How the Internet of things uses Big Data: IOT system architecture
IoT System Architecture
Typical architecture of IoT systems consists of the following 3 levels:
- end devices (things, Things) – sensors, sensors, controllers and other peripheral equipment for measuring the necessary indicators and transferring this data to the network via wired or wireless protocols (Serial, RS-485, MODBUS, CAN bus, OPC UA, BLE, WiFi, Bluetooth, LoRaWAN, Sigfox, etc.). Since each “portion” of this information is small in volume, such data is called small (Little Data).
- network gateways and hubs (Network)– routers that connect and connect end devices to the cloud.
- cloud– a remote server in the data center that processes, analyzes and securely stores information. Here small data becomes Big Data when there are multiple information flows with different devices. This is how the Internet of things becomes “intelligent”, as data analysis tools are connected, including using machine learning methods. This allows you to efficiently and remotely control the equipment on which the end devices are installed. For example, if the sensors of the vibration levels shown to exceed the permissible values, it is possible to plan preventive maintenance and to avoid breakage of costly tools.

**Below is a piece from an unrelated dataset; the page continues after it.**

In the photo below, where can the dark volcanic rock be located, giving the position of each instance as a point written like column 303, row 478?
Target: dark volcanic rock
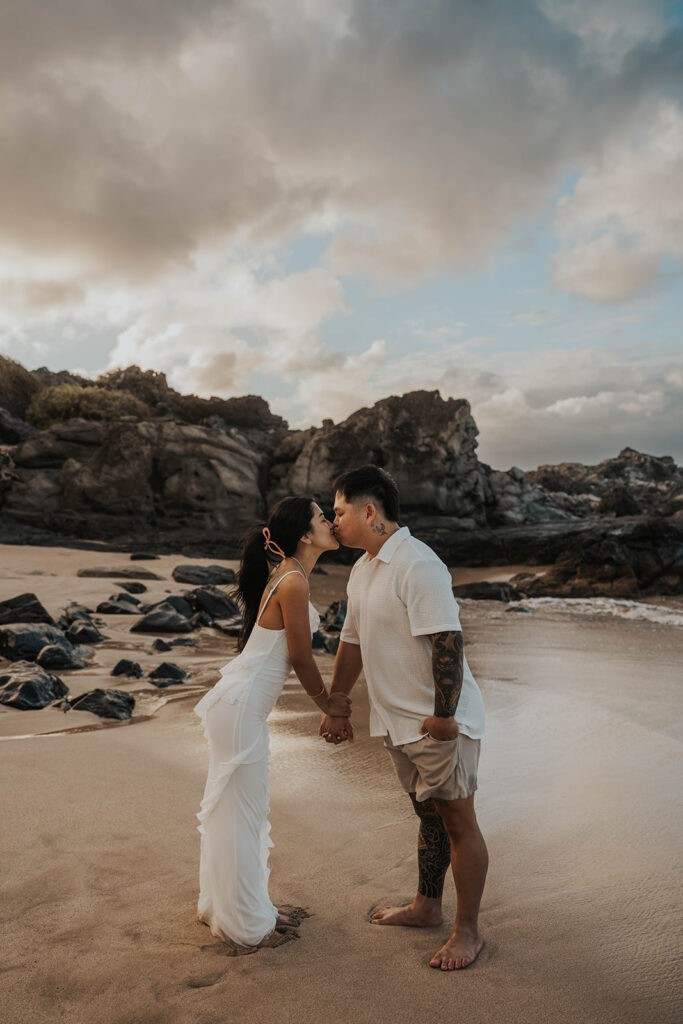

Image: 3 levels of IoT system architecture
How the Internet of Things Collects Small Data
Sensors and sensors measure the necessary parameters (temperature, pressure, level, vibration, etc.), recording changes in the environment, not its static state. The cost of implementing and using such equipment is falling rapidly, allowing more data to be collected while reducing costs. Today it is possible to use a variety of types of wired and wireless networks for data collection, and therefore even within the same production uses several types of network connections.
The choice of data transfer protocols depends on the following factors:
- information transfer rate — the amount of data transferred per unit of time;
- power consumption– how long the electronics of the end devices can operate without recharging;
- distance– the maximum distance to transmit data;
- transmission frequency (measured in Hz) available for use.

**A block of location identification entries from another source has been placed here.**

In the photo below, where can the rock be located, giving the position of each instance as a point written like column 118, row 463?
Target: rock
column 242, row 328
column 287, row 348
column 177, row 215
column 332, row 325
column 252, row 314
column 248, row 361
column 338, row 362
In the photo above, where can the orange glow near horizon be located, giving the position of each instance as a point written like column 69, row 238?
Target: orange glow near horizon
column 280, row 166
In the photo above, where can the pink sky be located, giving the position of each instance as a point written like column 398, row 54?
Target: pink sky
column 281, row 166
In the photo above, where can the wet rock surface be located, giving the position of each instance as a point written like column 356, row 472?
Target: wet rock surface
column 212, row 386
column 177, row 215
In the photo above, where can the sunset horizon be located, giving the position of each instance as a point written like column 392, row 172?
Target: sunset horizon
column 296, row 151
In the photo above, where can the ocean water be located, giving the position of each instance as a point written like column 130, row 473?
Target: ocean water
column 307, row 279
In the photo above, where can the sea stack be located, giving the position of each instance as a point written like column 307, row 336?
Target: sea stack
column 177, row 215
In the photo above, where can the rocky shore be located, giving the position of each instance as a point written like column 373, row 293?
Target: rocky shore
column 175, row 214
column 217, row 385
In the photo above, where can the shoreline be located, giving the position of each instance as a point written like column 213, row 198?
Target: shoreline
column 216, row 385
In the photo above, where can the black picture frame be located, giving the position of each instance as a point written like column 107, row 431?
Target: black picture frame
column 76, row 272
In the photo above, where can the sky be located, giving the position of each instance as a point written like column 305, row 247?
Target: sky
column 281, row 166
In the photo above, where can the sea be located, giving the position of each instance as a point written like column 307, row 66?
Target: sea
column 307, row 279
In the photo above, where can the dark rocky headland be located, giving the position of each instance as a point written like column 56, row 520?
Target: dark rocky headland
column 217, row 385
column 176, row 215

There are 2 categories of sensors:
- active – emit signals themselves and take their reflections, require more energy;
- passive – only receive signals, which reduces their power consumption.
Most sensors are based on the wave principle — reception of sound, ultrasonic, light and heat waves. But there are devices that measure physical characteristics (inductance, capacitance, pressure, etc.). By combining different types of sensors, you can significantly improve the quality and “intelligence level” of the IoT system.
How the Internet of things works with Big Data
As a rule, there is no direct access to end devices in the industrial IoT, so gateways are used to connect the levels of technological equipment and intelligent information processing and storage systems.
End devices are data sources with low processing power that continuously transmit a lot of information of different formats to the gateway. The sensor of the end device generates an analog signal, which is converted into a digital (discrete) value using the ADC – analog-to-digital Converter. This value is time-stamped and classified (tagged) by the local processor of the end device. Tags can be simple, for example, motion detected, or complex, of several parameters (movement + speed, movement + speed + car, etc.). The more complex the tag, the more powerful the peripheral processor and the power consumption of the end device should be. However, more informative tags allow you to reduce the amount of data transferred to the cloud and the bandwidth of information, and this, in turn, increases the speed of reaction to the event.
The gateway, in turn, sends data to the cloud cluster, where a software IoT platform based on Big Data tools for information processing and mining is deployed.
On the cloud server, data from various peripherals are integrated (summarized by tags), systematized and analyzed using Machine Learning and other artificial intelligence methods. The results of data mining are visualized in the form of graphs, charts, etc., displayed in the dashboards of the user interface of the IoT platform.
However, the Internet of things involves not only the transfer of information from technological objects, but also remote management. Therefore, the feedback from the cloud IoT platform to the peripheral control device of the necessary object, for example, a valve on the pipe, etc. is implemented. For this purpose, a virtual representation of the peripheral device is implemented in the cloud, where the necessary information on changing its state is recorded, and then transmitted to the Executive device of the end equipment. While peripheral, the CPU performs recognition of the tags and the DAC, i.e. reverse digital-to-analog conversion – from a discrete value to an analog form.
The entire IoT system is distributed and scalable, but it is not connected by reliable data channels. Therefore, mechanisms of guaranteed information delivery are used. In particular, if data cannot be transferred from the end device to the cloud or Vice versa, retries are made. To exchange signals between the components of a distributed system, special solutions are used – message brokers, which guarantee the delivery of the necessary data to one or more recipients through a controlled queue.
The most popular message brokers are RabbitMQ, Apache Qpid, Apache ActiveMQ. Also for this purpose, a distributed replicated log of Apache Kafka changes is used, which is perfectly scaled, providing capacity increase with the growth of the number and load from the data sources, as well as the number of applications for their processing (subscribers). Apache NiFi event (message) processing platform or its simplified modification Apache MiNiFi is often used for fast data loading from end devices.